The Massachusetts-based company has delivered stool samples to 13 hospitals around the country.
A lot of people don't give a crap. But OpenBiome, a company based in Cambridge, Mass., does, quite literally. The group has opened a facility that collects stool samples from healthy, pre-screened individuals. It then processes those "donations" and readies them for shipment to hospitals, where they are put into the colons of people with the deadly gut infection Clostridium difficile. Since September, OpenBiome has sent more than 135 frozen, ready-to-use preparations to 13 hospitals. It is, as Science News put it, a kind of Brown Cross.
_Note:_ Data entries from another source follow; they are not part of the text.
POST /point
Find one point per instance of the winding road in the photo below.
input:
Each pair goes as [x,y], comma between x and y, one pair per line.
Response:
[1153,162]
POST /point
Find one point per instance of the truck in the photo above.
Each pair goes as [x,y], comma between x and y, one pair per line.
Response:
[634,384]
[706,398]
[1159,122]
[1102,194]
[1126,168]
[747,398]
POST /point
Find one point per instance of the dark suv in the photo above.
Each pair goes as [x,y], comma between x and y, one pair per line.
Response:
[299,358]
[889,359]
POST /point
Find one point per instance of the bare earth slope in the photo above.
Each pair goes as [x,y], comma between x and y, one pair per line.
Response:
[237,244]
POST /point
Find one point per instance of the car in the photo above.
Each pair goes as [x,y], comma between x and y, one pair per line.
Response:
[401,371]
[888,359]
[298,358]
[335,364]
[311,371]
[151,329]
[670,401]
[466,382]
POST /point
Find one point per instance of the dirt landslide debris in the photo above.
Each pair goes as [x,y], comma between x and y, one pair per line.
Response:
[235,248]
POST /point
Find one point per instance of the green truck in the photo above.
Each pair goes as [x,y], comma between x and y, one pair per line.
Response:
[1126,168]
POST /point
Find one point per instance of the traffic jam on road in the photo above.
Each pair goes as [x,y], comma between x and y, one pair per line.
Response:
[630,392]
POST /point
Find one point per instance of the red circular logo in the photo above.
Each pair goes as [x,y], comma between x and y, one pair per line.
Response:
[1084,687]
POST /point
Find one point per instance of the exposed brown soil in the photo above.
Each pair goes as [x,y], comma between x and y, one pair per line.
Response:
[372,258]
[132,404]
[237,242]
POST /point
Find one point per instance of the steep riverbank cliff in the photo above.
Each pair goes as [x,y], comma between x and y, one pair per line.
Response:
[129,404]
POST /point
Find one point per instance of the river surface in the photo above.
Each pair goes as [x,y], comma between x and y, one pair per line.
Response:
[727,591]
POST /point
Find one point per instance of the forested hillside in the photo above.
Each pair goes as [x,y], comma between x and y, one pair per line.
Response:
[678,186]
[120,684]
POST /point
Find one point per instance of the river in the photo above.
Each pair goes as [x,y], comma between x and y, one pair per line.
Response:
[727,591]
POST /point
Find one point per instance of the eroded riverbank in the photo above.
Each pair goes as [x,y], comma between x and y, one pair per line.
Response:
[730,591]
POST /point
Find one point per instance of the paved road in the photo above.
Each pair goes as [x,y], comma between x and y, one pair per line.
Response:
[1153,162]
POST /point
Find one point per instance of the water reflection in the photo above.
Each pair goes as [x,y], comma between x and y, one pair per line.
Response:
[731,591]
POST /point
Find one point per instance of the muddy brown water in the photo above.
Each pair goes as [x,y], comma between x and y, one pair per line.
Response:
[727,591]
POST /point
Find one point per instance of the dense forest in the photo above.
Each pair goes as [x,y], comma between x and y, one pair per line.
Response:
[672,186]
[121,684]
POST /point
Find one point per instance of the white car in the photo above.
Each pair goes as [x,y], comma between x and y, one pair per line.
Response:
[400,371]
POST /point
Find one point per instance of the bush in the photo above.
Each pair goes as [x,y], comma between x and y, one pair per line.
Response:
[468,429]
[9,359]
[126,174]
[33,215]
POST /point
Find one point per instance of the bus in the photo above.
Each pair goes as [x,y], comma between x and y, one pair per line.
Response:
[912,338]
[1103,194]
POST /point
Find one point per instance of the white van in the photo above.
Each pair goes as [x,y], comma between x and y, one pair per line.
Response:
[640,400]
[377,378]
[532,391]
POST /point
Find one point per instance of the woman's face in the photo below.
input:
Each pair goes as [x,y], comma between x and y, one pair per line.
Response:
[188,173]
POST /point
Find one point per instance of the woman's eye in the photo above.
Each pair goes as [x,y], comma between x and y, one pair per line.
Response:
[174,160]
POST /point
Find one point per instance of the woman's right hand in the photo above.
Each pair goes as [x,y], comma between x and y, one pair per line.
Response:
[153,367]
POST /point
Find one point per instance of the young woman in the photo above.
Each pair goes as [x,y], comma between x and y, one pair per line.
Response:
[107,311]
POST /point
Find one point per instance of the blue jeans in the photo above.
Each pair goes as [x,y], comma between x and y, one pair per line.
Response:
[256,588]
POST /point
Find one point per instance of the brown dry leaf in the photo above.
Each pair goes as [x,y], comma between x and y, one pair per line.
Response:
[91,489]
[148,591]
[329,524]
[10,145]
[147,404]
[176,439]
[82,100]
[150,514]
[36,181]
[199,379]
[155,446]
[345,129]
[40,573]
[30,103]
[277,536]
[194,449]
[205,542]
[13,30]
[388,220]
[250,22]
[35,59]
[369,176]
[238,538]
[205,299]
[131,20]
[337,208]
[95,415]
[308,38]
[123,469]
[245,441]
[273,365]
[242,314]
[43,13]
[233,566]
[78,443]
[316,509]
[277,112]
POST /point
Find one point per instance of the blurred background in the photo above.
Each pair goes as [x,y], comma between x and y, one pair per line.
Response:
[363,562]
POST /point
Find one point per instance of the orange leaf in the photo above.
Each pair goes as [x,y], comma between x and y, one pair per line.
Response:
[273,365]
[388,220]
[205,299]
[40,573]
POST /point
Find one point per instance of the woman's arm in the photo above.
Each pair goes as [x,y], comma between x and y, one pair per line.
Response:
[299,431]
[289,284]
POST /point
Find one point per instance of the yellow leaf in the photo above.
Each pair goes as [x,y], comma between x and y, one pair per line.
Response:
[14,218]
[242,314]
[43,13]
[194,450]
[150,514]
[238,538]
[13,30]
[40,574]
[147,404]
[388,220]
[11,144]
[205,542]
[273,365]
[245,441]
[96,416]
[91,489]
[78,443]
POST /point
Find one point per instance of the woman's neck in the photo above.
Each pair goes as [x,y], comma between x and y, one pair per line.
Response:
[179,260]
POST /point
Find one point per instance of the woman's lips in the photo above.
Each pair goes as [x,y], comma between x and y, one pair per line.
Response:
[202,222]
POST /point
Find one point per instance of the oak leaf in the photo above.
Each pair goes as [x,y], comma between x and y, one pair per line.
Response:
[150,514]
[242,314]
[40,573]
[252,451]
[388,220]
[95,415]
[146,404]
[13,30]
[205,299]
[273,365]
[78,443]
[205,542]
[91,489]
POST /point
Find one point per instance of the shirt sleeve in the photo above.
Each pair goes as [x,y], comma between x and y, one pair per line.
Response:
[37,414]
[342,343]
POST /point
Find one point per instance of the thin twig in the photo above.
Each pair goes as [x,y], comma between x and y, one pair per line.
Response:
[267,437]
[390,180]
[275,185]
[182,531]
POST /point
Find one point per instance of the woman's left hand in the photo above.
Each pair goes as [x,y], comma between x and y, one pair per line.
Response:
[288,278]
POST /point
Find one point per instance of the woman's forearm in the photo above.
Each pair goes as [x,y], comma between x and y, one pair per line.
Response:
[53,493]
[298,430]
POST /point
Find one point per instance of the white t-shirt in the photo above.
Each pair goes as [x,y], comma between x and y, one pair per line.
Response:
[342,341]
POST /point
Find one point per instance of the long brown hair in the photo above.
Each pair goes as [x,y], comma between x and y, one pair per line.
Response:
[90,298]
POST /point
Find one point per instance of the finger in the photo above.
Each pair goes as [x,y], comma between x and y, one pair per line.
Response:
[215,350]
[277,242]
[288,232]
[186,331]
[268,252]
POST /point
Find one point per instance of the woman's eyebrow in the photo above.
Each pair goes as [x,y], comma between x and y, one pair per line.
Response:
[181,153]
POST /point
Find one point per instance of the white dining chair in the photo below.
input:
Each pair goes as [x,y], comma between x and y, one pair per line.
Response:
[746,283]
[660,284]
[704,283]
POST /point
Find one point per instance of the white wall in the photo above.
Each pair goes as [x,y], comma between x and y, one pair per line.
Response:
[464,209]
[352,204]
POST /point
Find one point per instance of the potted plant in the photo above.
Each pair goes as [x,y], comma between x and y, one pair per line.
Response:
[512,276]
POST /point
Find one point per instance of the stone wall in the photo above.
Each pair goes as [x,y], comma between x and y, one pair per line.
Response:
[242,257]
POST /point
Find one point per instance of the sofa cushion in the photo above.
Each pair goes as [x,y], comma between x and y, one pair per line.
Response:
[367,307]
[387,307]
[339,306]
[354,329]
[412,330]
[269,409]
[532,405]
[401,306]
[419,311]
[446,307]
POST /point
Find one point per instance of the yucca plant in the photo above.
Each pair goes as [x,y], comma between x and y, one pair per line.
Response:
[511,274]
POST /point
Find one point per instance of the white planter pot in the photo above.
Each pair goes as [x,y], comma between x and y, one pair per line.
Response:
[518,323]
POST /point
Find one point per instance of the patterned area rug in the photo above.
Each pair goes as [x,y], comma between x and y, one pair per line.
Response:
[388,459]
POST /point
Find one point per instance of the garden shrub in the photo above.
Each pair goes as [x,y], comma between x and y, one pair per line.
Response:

These "poop transplants," as some have called them, show extraordinary promise in treating C. diff, a disease that kills about 14,000 people per year. According to Science News:
A 2011 review of 317 patients treated for C. difficile found that fecal transplants cleared up infections in 92 percent of patients. And more recent research showed that taking a round of pills containing bacteria isolated from fecal matter (without the feces itself) resolved C. difficile infections in all of 32 patients treated.
Until OpenBiome came around, there was no way to legally get stool transplants, and some even resorted to using homemade preparations from other people's feces, which, just in case I need to make clear, is a bad idea. Now the FDA allows OpenBiome to deliver transplants to treat C. diff, and it considers the fecal material to be a drug. Some have argued, quite sensibly, that it doesn't make sense to treat poop as a drug, since--let's just be honest--it's not. Instead, scientists argue in the journal Nature, given the special nature of poop (haha) and the potential for the procedure to transfer healthy bacteria from one person to another, fecal transplants deserve their own set of rules that make them easier to study and use in medicine.